Quandary: The purpose behind the Colorado wildlife habitat stamp


Quandary, the old and wise mountain goat, has been around Summit County for ages, and has the answers to all questions about life, love and laws in the High Country. Have a question for Quandary? Email your queries about Summit and the High Country to Quandary@summitdaily.com.

Dear Quandary,

I just bought my fishing license and they charged me $10 for a “Colorado wildlife habitat stamp.” What is that and why did I have to buy it?
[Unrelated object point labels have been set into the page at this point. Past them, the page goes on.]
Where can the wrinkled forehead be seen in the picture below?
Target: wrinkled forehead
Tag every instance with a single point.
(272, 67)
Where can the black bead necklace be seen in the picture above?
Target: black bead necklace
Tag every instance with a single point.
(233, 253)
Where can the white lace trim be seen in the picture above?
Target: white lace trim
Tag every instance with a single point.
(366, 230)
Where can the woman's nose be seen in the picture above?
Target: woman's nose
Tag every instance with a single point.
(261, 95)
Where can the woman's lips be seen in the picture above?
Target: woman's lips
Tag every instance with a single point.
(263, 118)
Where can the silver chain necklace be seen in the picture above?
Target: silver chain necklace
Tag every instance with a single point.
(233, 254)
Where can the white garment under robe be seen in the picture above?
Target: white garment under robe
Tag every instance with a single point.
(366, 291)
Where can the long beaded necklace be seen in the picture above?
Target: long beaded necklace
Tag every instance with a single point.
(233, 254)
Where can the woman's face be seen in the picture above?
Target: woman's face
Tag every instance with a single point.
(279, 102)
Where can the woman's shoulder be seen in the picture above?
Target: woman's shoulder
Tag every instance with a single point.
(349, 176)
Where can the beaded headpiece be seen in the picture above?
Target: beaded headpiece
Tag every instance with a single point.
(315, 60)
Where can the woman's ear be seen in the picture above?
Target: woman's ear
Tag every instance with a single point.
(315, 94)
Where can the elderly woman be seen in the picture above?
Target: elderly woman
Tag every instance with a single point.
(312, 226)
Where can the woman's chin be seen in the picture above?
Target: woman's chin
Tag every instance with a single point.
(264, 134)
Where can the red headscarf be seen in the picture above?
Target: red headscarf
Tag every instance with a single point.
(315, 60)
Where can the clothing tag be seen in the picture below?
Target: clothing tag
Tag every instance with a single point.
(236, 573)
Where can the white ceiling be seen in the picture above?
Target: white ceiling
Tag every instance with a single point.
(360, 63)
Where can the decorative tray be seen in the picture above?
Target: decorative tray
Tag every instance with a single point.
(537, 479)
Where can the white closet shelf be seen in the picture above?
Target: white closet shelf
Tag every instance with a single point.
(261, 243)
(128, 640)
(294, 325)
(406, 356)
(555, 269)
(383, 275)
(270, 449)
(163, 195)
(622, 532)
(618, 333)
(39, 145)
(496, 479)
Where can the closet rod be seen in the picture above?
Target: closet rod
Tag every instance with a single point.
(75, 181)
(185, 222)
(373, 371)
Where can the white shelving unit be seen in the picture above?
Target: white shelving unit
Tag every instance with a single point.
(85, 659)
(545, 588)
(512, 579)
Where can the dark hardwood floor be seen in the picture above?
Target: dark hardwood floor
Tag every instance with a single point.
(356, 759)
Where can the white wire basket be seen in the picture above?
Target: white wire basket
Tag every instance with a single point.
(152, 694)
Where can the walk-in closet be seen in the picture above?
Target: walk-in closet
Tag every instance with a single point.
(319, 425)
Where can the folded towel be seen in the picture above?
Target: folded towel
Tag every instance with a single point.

As a Coloradan, or someone lucky enough to visit, animals are your neighbor, and just like you wouldn’t show up to your neighbor’s barbecue without a six pack or some dip, you shouldn’t go bag a deer without paying it forward. The stamp program is the quid pro quo of the animal kingdom. In Colorado, anyone who purchases a hunting or fishing license is also charged for a wildlife habitat stamp to kind of balance things out. In exchange for all of those beautiful rainbow trouts you’ve been pulling out of Lake Dillon, your $10 is helping to conserve animal habitats for all of those monsters in the deep that eluded your hooks.

The stamp program is the primary funding source of the Colorado Wildlife Habitat Protection Program created by Colorado Parks and Wildlife. It works on conservation and access issues to try and increase the amount of acres you have to play and continue your murderous ways on all animal kind. Seems like a decent trade-off right? Consider this: Since 2006, the program has conserved 234,762 acres of key habitat space, according to CPW, and has created 115,103 acres of new public access — not to mention 32.26 miles of new fishing access. But don’t worry, this isn’t some fishy welfare program, and your money isn’t supporting every little brookie with emotional distress. The program is actually very competitive and only the most needy of animals receive funding — looking at you sage grouse.

In 2016 alone, the habitat protection program received 34 proposals for a total of $41,239,339 in funding. Of those 34 proposals, only six were actually funded, with the program doling out $8,074,009 of its $9.3 million budget. As a result, an additional 17,000 acres of habitat were protected last year. Through the program, CPW offers, “funding opportunities for private landowners who wish to voluntarily protect important wildlife habitat, and/or, provide sustainable wildlife-related recreational access to the public.” Meaning many farmers and ranchers receive funding through this program in exchange for allowing hunters and anglers access through their lands.

If this seems like forced charity to you and you don’t believe you should have to spend your hard-earned bucks keeping a buck in his home, there is a very simple solution: Don’t go hunting or fishing. Maybe take up knitting instead, or some other inside activity. Otherwise, if you are between the ages of 18-64 and you want to get a year-round fishing license — valid April 1 to March 31 annually — or hunting license you need to purchase a stamp. This also includes hunters who are applying for a limited license — you have to purchase a stamp just to get into the drawing. The only exceptions are for people who have a permanent disability or a veteran with a disability, but even those cases do have some restrictions, and you should check CPW.state.co.us to find out all of the limitations.

If you are just visiting this fine state for a couple days, and your cold heart has no space for an endangered bird, you can get a one- or two-day fishing license without needing to purchase a stamp. The state draws the line at three days though, meaning that if you purchase a two-day license this weekend then come back in February and purchase an additional one-day license, you will be charged for a stamp — they track it by Social Security number too, so good luck getting away. If you have any other questions about the program or demand to know what species you will be protecting call CPW at 303-297-1192 or visit HugAHunter.com.